This glimpse into the future of regulation is not all that different from the Department of Treasury’s proposal announced in March. The Treasury’s proposal would provide three regulators for the financial services industry responsible for one of three objectives – market stability, safety and soundness, and business conduct. Treasury believed a separate “safety and soundness” regulator was required to deal with institutions that receive government insurance, such as the insurance of deposits under the FDIC. Recent events suggest that the government is implicitly required to guarantee the commitments of most financial institutions, including those for whom there are no explicit government guarantees. So, safety and soundness and market stability are inextricably linked and should be the objectives of a single regulator.

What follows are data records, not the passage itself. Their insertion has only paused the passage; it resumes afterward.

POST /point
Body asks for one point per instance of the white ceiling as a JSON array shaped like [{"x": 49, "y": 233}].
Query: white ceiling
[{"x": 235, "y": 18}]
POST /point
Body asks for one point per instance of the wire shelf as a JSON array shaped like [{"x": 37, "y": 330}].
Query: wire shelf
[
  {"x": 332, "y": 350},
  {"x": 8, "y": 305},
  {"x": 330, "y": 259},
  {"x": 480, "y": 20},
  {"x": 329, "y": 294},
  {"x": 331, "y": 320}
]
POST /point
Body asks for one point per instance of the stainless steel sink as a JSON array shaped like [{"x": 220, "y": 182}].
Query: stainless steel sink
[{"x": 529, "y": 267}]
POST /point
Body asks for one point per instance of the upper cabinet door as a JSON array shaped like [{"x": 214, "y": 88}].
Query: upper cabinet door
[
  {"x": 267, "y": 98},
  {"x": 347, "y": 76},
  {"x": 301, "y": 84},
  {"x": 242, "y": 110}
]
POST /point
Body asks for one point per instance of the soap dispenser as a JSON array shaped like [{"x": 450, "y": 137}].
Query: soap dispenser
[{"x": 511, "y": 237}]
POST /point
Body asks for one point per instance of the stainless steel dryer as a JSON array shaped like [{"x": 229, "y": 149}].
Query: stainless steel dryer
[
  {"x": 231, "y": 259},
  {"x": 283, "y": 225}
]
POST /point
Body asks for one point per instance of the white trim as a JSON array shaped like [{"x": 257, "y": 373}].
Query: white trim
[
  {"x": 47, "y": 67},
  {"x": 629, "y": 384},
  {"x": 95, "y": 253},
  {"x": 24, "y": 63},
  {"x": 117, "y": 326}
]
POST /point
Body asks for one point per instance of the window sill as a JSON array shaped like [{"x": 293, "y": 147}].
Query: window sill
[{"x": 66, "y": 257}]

I believe the object-oriented approach to financial services regulation is more likely to succeed than the business segregation imposed by Glass-Steagall. The objective form of regulation does not prevent business from pursuing profitable lines of business, a regulatory strategy that doomed Depression-era regulation. Instead, it requires persons engaging in a financial services business to check in with a regulator to permit the monitoring of their activity.
Will object-oriented regulation succeed? For all of its failures, the fact is that as a people, we are getting better at this. The last credit crisis in this country occurred some 80 years ago, breaking what was then a 10-year cycle. Perhaps this time, we can postpone the next credit crisis for a couple of centuries. By that time, with changes in technology, there may no longer be any banks or broker-dealers to regulate.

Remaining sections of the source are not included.